On April 19 I posted about my belief that the luxury off-price market was about to hit the wall, largely owing to a squeeze between a growing customer base seeking out great deals, and a diminishing supply of first quality branded merchandise.   I suggested that the various players in the space were going to have to evolve their winning formulas substantially to sustain their growth.

Well this seems to be playing out with the various high-end flash-sales sites (Gilt Groupe, RueLaLa, HauteLook, Ideeli and BeyondTheRack and the myriad wanna-bees).   In fact, what made these new concepts so great–and allowed them to gobble up market share–is rapidly being watered down.  Whether you call this “jumping the shark” or “nuking the fridge”, it’s a cause for concern.

All these companies have grown rapidly, attracting both legions of members and significant investment capital.  Their original value proposition was simple: offer well-known, high end brands at unbelievably low prices, and make them available in limited quantities during a short sale period.   This was an innovative re-imagining and up-scaling of QVC–or a blatant ripoff of Europe’s Vente Privee–depending on where you sit on the cynicism scale.  Regardless, during late 2008 and well into 2009, customers signed up in droves and feasted on high demand fashion brands at steep discounts.  Of course the rocket fuel during this time was the substantial amount of surplus inventory that both manufacturers and retailers were desperate to turn into cash.

A review of the flash-sale sites’ offerings today reveals quite a different story than even six months ago.

The first obvious thing is the paucity of true high demand luxury brands.  Tomorrow’s sale on RueLaLa features one true luxury brand (Pratesi), but also Andrew Marc, L. Spaace, Tailor Vintage and Cuddlestone.   BeyondTheRack has some Gucci, Prada and Robert Cavalli–though it’s sunglasses and wallets–not ready-to-wear or handbags.  The rest of their offering is Jonathan Marche, Ninety, SpyZone Exchange, CC Skye and Italgen.   Not exactly household names.  A check of Ideeli and Hautelook reveals the same smattering of brands you have heard of, while the rest is decidedly second tier or no-name.  Gilt Groupe, on the other hand, does seem to consistently have a much broader offering of true high end and fashion brands.

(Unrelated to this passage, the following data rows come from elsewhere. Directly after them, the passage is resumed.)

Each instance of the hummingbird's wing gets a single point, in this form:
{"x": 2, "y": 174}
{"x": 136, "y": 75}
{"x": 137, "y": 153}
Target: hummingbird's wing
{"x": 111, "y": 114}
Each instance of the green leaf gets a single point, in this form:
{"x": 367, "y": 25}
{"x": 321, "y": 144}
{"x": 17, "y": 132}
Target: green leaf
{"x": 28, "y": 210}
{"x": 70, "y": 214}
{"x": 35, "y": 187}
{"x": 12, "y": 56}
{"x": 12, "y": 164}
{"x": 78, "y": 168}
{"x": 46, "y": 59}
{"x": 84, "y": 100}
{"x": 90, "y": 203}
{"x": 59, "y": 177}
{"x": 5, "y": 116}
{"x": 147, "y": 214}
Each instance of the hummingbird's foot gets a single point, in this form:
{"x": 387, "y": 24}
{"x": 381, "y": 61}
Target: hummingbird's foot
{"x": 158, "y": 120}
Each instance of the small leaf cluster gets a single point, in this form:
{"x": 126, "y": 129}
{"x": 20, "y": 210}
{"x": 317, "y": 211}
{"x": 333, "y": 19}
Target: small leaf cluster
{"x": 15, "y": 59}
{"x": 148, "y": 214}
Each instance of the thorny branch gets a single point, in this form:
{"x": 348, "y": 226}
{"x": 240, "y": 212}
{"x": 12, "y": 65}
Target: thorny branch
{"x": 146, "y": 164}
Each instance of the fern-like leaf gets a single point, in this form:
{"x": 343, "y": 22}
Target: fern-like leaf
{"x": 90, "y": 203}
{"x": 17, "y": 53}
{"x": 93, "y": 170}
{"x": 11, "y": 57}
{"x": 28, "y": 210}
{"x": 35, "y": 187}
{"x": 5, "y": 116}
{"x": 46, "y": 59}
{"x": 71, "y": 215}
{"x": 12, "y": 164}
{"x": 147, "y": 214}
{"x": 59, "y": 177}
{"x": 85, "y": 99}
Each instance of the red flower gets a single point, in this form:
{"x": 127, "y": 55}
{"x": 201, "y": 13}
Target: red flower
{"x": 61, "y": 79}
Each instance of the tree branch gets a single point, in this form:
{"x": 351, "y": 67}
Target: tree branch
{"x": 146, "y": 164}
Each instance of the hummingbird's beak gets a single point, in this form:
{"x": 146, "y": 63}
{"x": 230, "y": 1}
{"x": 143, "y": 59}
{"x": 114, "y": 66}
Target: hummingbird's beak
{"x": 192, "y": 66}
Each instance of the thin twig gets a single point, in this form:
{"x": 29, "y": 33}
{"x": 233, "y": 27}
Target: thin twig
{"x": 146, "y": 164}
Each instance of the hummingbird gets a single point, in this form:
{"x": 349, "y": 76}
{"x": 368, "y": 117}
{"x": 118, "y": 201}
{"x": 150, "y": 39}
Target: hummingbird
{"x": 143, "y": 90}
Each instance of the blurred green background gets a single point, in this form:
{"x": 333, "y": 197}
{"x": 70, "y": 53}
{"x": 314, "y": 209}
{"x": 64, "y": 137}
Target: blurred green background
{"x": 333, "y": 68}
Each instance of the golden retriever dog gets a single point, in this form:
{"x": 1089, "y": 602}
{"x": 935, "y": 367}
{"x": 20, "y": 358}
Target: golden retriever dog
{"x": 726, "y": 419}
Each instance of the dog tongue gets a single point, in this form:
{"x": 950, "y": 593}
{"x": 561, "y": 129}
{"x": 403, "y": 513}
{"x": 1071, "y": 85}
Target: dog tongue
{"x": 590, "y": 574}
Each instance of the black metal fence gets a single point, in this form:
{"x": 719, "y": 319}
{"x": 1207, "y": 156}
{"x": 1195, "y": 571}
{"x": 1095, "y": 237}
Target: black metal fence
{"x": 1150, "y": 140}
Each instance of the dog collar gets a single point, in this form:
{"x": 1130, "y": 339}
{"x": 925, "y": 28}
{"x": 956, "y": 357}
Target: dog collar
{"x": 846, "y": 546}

The second item of note is that the discounting is not nearly as extreme as last year.  And this is not surprising.  Last year, when manufacturers were stuck with mountains of unsold inventory, they were often willing to sell first quality product below their production cost.  Today, more and more product is not distressed, but rather made specifically to be sold in these channels; and that means the manufacturer needs a mark-up.  If your product acquisition cost goes up, the retail price goes up (i.e. the lower % discount to the consumer).

The other noteworthy change is the growing mix of product that is not fashion merchandise.  All these sites are starting to feature travel, wine and even bicycles.  On the one hand, this is a smart growth strategy: find more things to offer to your existing clientele.  For others, it smacks of desperation.

All this adds up to a model that, despite being barely two years old, is rapidly evolving and will likely look quite different by this time next year.  My guess is that by then several of these sites will be gone, bought out or struggling mightily, while a short list will leverage deep customer insight and new capabilities reinvent themselves and thrive.  Given that the big guys–Neiman Marcus, Saks and Nordstrom–have yet to do anything meaningful in this arena (and really why is it taking them so long?) we can only expect the competitive environment to become even more intense.

Any guesses on who will be standing tall versus who will become chum?